Live In A Hurricane Zone? Make Sure Your Home Exterior Is Waterproof

If you live in a hurricane zone, then your home is going to be under a strong barrage of wind and rain at least a few times each year. Many people focus on the inside of the home to keep water out. They install a sump pump, repair cracks in the basement, and run a dehumidifier to ensure any water that comes in doesn't cause too much mold. But it's really the outside of your home that needs attention! Here are five ways to ensure the outside of your home is waterproof and ready for the onslaught of hurricane season.

1. Have the masonry sealed.

Hire a contractor to come and seal your masonry with a waterproof material. The material should fill any small cracks so water does not seep in during a storm, and it will also help keep your masonry from deteriorating when exposed to water over a longer period.

If you decide to do this step yourself, make sure you choose a waterproof coating made specifically for concrete. Clean your concrete with water and a scrub brush, and then let it dry completely before applying the sealer. Usually, you'll need to apply two coats -- with a few hours between them -- for adequate protection.

2. Have cracks sealed.

If there are any larger cracks in your home's exterior masonry, waterproof coating alone will not fill them. You will need to caulk them. Use a sanded caulk, as this is more rugged and will stay in the cracks for longer. Scrub the cracks with a wire brush, and then apply the caulk with a caulk gun. Use your finger or a small spatula to smooth the top of the caulk. Always apply caulk a few days before rain is expected so it has plenty of time to dry.

3. Clean your gutters.

Sometimes, water comes into your home as a result of clogged gutters. Water builds up in the gutters and then pours over the edge of them, saturating the side of your home and pooling around the base of the foundation. Before hurricane season rolls in, make sure you clean your gutters. Consider installing gutter guards to keep additional leaves and needles from entering the gutters. If your gutters are angled in a way that prevents them from draining, call a local gutter company and arrange to have them rehung.

4. Don't plant trees or shrubs too close to your home.

If you have shrubs and trees planted directly against your foundation, their roots may cause foundation damage that allows water to enter during a heavy storm. Consider removing trees and shrubs that are directly against your foundation, and do not plant any more in this area. Have your shrubs and trees trimmed each year, preferably in the fall, so the branches do not rub against your home or break off, causing damage.

5. Improve your drainage.

Sometimes, water does not enter during the storm -- but afterward when water drains toward your foundation and finds its way in through cracks. Improving the way your landscape drains will help prevent this type of water invasion. 
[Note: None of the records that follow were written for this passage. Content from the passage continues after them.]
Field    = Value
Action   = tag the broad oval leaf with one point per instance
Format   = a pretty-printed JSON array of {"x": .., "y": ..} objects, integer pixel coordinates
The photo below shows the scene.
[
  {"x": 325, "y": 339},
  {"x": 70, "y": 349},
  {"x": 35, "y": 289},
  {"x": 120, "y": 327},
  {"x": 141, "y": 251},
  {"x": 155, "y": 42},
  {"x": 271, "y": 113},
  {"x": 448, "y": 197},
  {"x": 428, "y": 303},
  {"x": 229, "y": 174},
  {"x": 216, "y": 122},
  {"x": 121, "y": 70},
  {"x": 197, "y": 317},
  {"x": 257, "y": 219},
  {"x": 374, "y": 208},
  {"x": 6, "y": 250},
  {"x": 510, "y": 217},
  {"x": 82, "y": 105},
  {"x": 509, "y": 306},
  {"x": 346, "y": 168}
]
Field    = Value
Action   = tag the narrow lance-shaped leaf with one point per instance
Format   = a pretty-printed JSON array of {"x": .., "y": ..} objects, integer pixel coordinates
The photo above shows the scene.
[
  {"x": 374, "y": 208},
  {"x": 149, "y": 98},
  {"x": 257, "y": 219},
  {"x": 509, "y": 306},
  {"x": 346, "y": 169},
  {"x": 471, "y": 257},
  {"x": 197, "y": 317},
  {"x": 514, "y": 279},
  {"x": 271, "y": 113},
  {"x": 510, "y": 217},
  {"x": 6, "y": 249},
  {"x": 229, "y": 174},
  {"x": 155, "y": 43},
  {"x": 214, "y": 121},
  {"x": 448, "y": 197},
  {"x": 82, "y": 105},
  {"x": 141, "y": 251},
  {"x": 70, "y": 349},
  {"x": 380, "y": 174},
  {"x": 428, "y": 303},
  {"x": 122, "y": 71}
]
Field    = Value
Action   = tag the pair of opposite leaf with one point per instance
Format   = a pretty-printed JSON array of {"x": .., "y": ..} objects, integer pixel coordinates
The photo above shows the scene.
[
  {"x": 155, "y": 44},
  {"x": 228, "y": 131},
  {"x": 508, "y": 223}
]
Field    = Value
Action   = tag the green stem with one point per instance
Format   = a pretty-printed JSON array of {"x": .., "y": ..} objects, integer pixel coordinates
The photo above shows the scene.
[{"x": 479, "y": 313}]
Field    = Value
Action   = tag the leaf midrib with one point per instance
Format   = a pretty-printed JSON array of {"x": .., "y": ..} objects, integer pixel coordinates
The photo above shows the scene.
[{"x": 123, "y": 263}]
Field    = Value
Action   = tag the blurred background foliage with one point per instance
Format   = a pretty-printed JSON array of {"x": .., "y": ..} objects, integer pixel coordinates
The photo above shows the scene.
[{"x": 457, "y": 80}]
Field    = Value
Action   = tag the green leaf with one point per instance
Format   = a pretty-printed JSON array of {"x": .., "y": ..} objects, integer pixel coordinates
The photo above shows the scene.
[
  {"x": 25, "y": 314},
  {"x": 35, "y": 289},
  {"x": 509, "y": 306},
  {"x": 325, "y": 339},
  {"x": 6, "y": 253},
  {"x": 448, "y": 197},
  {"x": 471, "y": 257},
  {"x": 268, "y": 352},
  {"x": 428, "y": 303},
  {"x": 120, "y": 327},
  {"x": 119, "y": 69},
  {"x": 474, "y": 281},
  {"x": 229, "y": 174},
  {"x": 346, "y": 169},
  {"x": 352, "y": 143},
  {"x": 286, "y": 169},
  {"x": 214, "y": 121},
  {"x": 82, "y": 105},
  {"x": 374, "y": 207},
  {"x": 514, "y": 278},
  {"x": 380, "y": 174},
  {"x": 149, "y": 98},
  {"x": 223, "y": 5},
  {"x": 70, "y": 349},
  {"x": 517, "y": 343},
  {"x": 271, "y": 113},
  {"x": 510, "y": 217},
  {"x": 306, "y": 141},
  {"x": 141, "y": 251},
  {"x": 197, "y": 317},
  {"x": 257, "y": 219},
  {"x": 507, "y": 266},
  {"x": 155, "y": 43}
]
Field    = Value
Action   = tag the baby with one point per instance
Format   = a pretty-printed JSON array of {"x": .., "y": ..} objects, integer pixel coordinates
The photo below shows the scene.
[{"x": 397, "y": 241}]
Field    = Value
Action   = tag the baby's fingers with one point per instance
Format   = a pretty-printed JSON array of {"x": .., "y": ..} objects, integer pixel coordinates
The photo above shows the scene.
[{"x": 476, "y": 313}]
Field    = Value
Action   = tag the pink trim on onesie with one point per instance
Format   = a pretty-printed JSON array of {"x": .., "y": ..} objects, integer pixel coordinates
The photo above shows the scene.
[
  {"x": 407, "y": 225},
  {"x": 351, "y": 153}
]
Start by making sure your landscape is sloped away from the perimeter of your home. If it is not, you will need to have a landscaper add some fill to the area closest to your home. They may also dig ditches or add some drainage tile to the yard to keep the area even drier.

If you follow the advice above, you should have better luck keeping water out of your home during heavy storms and hurricanes. Contact a contractor who offers exterior waterproofing services to learn more.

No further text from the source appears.